That’s a challenge. You won’t/can’t know the R value of the insulation in the walls, ceilings and floors by sight. Insulation is a key factor. If you see external plumbing or batteries, it’s not a winter camper. Not in Minnesota at any rate.

 

> What to look for?

 

 

Internal plumbing and even then what is being done actively from keeping it from freezing and how your going to address it when it does anyway. Double paned windows. Diesel heaters. Excellent insulation.

 

 

> What are the capabilities?

 

If what you’re looking for is the manufacture to tell you what the lowest temperature you can use it in without failure of some kind, you probably can’t get a straight answer. I was looking into the Winnebago Revel a couple of years ago and I called the factory and they would not say. I pressed very hard too.

 

> What are the "Need to know" things?

 

 

The urge to seal up tight when it’s truly cold outside is very strong, but you need to vent out the moist air or it will build up. If you go with a propane heater, it’s even more important. They create moisture in the air. All the ones I’ve seen do at any rate. You’re floor is going to be damn cold. 

 

Water freezing in your pump can destroy it. That thing must be kept warm and you don’t want to pumping ice through it either.

 

Batteries perform very poorly when they are cold. Lithium Iron Phosphate chemistry batteries which really are the best can be destroyed if you try to charge them when they are cold. They must be warmed up first. 

 

A European style cartridge toilet. Even if your black tank is internal and heated, the port for emptying it has to be exposed to the elements. An option is to get a portable cartridge toilet (Thetford makes the best ones according to most reviews I’ve read).

 

> What questions should I be asking??

 

What type of fuel is used for heat? How thick is the insulation? What type is the insulation (blown foam insulation is the best, 3M Thinsulate is real good too. I have recycled denim which as served me well so far, but is not proven over time.) If the floor is not insulated, that’s a dealbreaker.

 

> How cold can it be w/o blowing lines etc.

 

With 2 diesel heaters going my pipes don’t freeze until the thermometer hits -10F. They stopped working at -17F last winter.
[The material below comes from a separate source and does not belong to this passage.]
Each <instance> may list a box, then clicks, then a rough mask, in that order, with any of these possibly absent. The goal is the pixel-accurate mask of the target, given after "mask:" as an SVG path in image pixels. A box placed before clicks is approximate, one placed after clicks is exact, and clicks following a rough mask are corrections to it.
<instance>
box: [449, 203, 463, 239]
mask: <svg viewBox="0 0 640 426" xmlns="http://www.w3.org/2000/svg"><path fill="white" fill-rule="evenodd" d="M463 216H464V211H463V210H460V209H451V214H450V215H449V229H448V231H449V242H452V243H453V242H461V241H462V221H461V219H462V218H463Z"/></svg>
When we got that -30F polar vortex BS I skipped that and drove south to Missouri where it never got below a civilized -5F. I think something would have gone real bad had I not done that.

 

 

Minor caveat: I’m in a Class B RV not a camper, but when it comes to winterizing it’s really not any different.

 

This will be only my 2nd winter so I’m sure there are more lessons to learn. I’m no expert but I’ll be out there doing it.